New YorkDavid Hilliard: Just So
Yancey Richardson presents Just So, David Hilliard’s sixth exhibition with the gallery since 2003. Hilliard’s work is rooted in the deeply personal, elevating the everyday to the sublime through formal and conceptual techniques borrowed from theater, film and other modes of storytelling.
Presented as large-scale, multi-paneled photographs, the works in this exhibition explore complex, universal narratives through the examination of the artist’s own relationships with family, friends, muses, lovers and strangers alike. Each portrait comprises a number of images employing different focal points, converging multiple perspectives into a single scene, and in turn, multiple variations of reality. Hilliard takes the personal and familiar and manipulates them to provide a commentary on larger issues such as masculinity, aging, sexuality, and spirituality, striking a balance between autobiography and fiction.
The photographs themselves portray the people in Hilliard’s life in private moments of contemplation, vulnerability, and seduction, captured with an intimacy that calls into question the relationship between photographer and subject. We see David and his father, quietly embracing by an entryway door; a young man drying his face, possibly after a shower, next to an open window, deep in thought; a shirtless man smoking in the kitchen, gazing directly at the viewer, his hand on his head in a pose of sexual openness. The distance created is visceral, the details sensual. There are shadows and reflections, repetitions of shapes and motifs, as in a poem, inviting associations and connections between the people, places and feelings they emote.

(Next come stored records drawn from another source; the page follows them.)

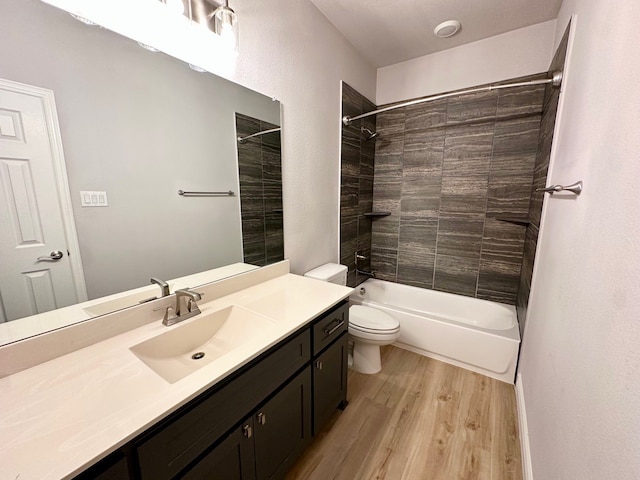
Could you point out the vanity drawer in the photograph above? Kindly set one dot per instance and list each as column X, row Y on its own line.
column 180, row 440
column 330, row 326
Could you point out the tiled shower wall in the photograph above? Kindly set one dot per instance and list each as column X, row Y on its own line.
column 356, row 185
column 456, row 175
column 259, row 166
column 550, row 108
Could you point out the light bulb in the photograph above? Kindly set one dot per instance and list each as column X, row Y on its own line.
column 226, row 26
column 176, row 6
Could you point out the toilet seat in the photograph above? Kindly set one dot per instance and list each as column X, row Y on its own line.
column 371, row 321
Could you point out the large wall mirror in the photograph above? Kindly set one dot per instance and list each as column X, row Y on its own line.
column 136, row 127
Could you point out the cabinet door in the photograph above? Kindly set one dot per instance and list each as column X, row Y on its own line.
column 329, row 382
column 232, row 459
column 283, row 428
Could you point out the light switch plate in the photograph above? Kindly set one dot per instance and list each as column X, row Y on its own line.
column 93, row 199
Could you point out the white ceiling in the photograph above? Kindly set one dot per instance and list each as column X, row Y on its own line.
column 392, row 31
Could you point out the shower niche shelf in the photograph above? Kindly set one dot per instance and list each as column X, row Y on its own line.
column 374, row 215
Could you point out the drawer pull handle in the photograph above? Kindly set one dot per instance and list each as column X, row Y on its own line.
column 262, row 418
column 329, row 331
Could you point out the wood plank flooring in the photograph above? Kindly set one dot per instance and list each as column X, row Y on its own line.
column 418, row 419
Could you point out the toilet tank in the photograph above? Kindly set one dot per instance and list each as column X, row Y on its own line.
column 329, row 272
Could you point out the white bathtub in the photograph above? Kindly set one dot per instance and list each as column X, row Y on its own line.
column 474, row 334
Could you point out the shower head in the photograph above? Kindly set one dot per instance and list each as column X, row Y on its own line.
column 370, row 135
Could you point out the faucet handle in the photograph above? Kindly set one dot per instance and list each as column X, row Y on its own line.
column 169, row 314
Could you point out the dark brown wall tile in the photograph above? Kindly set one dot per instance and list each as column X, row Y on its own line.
column 464, row 194
column 385, row 263
column 502, row 241
column 460, row 235
column 498, row 281
column 416, row 269
column 349, row 189
column 472, row 107
column 456, row 275
column 550, row 107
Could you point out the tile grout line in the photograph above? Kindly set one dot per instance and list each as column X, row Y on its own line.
column 435, row 250
column 486, row 203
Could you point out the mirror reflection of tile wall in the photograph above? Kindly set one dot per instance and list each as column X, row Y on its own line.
column 259, row 164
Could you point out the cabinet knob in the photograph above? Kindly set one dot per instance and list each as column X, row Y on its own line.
column 262, row 418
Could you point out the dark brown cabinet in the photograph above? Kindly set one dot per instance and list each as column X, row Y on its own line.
column 283, row 428
column 329, row 382
column 232, row 459
column 254, row 424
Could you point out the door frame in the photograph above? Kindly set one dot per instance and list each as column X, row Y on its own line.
column 47, row 99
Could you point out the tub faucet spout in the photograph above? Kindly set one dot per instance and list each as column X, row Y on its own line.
column 164, row 286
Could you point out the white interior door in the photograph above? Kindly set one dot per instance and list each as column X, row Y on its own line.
column 36, row 272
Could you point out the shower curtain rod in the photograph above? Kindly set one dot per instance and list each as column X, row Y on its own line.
column 555, row 81
column 264, row 132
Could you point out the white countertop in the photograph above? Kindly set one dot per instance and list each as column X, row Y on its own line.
column 61, row 416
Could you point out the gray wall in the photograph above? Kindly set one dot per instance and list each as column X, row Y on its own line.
column 139, row 126
column 456, row 176
column 260, row 167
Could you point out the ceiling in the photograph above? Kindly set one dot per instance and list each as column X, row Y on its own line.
column 388, row 32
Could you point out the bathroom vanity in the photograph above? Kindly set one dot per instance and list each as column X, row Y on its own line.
column 248, row 414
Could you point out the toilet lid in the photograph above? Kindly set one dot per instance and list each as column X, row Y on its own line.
column 370, row 319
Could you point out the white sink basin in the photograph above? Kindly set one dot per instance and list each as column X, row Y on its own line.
column 187, row 347
column 124, row 301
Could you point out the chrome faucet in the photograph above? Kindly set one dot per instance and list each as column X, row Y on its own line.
column 186, row 307
column 164, row 286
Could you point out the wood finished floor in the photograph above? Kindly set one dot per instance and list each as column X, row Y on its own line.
column 418, row 419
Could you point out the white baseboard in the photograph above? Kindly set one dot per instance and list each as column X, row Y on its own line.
column 527, row 470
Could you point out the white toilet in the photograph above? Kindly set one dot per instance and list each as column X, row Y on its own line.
column 369, row 328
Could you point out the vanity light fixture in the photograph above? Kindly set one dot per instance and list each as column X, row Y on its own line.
column 176, row 6
column 225, row 24
column 148, row 47
column 86, row 21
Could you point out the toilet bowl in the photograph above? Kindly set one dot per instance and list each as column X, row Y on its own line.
column 369, row 328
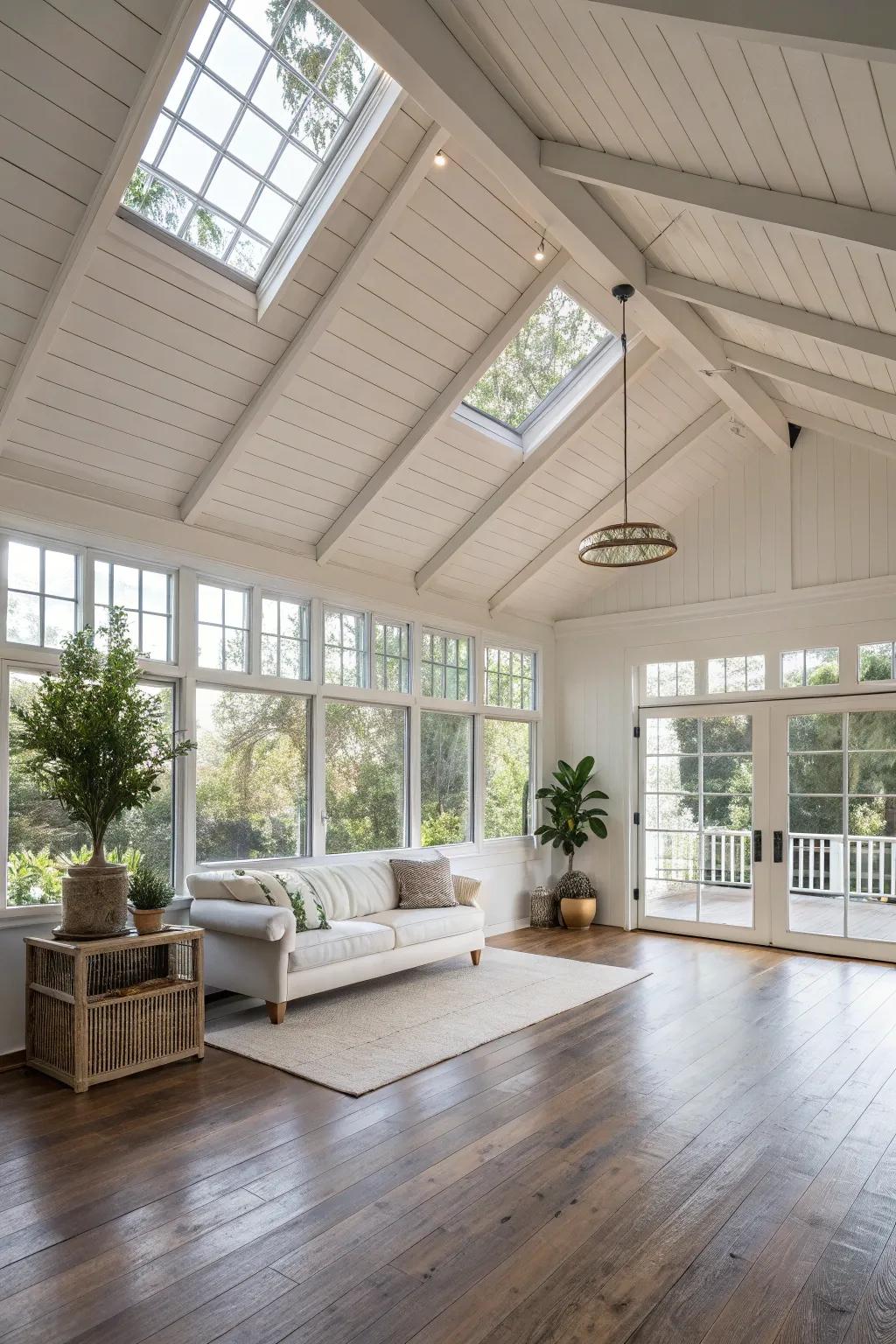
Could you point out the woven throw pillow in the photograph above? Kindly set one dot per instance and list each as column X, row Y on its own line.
column 424, row 883
column 465, row 889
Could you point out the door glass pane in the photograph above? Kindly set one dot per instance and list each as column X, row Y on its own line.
column 697, row 815
column 871, row 817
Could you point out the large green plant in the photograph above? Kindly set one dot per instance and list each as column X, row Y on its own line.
column 571, row 820
column 94, row 741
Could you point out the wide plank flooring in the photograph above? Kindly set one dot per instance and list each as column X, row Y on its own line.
column 707, row 1155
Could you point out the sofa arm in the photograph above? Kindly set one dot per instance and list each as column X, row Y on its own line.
column 269, row 924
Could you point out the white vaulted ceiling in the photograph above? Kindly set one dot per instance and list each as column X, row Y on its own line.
column 323, row 425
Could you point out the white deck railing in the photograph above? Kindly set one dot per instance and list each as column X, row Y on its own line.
column 816, row 862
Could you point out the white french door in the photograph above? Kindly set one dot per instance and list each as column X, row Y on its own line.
column 703, row 865
column 771, row 822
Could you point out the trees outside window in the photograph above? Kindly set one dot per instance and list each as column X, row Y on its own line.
column 446, row 777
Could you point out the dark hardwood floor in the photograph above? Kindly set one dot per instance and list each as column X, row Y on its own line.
column 705, row 1155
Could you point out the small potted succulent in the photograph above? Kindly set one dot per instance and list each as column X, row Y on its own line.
column 150, row 892
column 571, row 820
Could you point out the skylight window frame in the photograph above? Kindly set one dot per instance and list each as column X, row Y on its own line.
column 222, row 150
column 560, row 399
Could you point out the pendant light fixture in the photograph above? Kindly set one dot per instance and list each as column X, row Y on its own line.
column 625, row 544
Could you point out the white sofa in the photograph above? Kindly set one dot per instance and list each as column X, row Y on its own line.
column 256, row 950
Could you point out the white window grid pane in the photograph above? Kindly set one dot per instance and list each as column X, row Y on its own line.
column 243, row 240
column 234, row 639
column 509, row 679
column 444, row 666
column 391, row 656
column 344, row 647
column 42, row 593
column 288, row 649
column 105, row 597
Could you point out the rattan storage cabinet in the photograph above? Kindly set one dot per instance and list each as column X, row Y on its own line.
column 108, row 1008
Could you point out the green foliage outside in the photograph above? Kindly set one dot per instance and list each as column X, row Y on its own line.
column 571, row 822
column 547, row 347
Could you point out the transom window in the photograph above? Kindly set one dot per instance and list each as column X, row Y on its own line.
column 745, row 672
column 344, row 647
column 285, row 639
column 391, row 656
column 223, row 628
column 147, row 597
column 810, row 667
column 42, row 602
column 547, row 351
column 509, row 679
column 256, row 112
column 669, row 679
column 444, row 666
column 875, row 662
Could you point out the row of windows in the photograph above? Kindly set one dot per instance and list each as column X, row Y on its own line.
column 359, row 649
column 747, row 672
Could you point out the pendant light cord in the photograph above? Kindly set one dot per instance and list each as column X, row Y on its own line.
column 625, row 418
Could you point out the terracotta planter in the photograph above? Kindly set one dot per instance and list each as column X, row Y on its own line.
column 578, row 913
column 94, row 900
column 148, row 920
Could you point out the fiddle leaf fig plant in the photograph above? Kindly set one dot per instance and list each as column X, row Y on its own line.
column 571, row 812
column 94, row 741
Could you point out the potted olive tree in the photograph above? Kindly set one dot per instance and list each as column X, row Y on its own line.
column 97, row 745
column 571, row 822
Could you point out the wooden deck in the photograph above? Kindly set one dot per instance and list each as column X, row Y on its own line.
column 708, row 1155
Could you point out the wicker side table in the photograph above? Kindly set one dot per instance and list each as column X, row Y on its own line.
column 113, row 1007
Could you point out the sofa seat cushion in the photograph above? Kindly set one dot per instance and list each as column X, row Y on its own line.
column 346, row 940
column 411, row 927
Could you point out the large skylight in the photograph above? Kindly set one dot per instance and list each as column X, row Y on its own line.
column 256, row 112
column 547, row 350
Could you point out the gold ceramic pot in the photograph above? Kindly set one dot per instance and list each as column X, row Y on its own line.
column 577, row 912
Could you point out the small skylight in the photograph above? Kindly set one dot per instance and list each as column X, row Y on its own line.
column 256, row 112
column 546, row 353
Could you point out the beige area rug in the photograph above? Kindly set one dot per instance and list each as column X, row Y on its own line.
column 364, row 1037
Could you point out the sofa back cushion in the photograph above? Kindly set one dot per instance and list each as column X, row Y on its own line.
column 351, row 890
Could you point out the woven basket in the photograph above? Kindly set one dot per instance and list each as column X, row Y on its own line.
column 543, row 909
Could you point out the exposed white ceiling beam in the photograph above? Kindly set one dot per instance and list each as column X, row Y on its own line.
column 309, row 333
column 376, row 116
column 795, row 320
column 838, row 429
column 605, row 508
column 801, row 214
column 410, row 40
column 863, row 29
column 641, row 354
column 782, row 370
column 444, row 403
column 102, row 205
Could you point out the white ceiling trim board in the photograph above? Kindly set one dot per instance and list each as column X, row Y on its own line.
column 444, row 403
column 641, row 354
column 863, row 29
column 786, row 373
column 838, row 430
column 584, row 524
column 410, row 40
column 102, row 206
column 802, row 214
column 312, row 330
column 797, row 320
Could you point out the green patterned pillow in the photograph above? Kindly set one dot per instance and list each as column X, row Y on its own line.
column 306, row 905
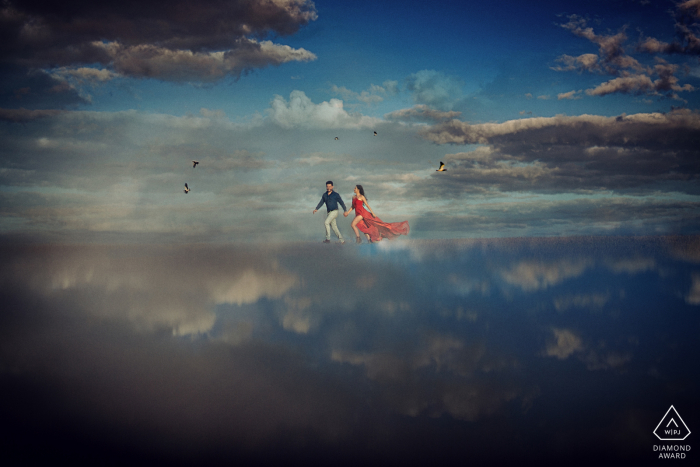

The exhibition’s title, Just So, refers to a state of being where everything is arranged neatly and in its proper place. Alternatively, a “just-so story” is a tale that is speculative and unverifiable. For Hilliard, the ability to see something, as if for the first time, imbues his imagery with a sense of both idealism and illusion. Ultimately, his camera serves as an intermediary, creating a space between himself and a world he longs to understand.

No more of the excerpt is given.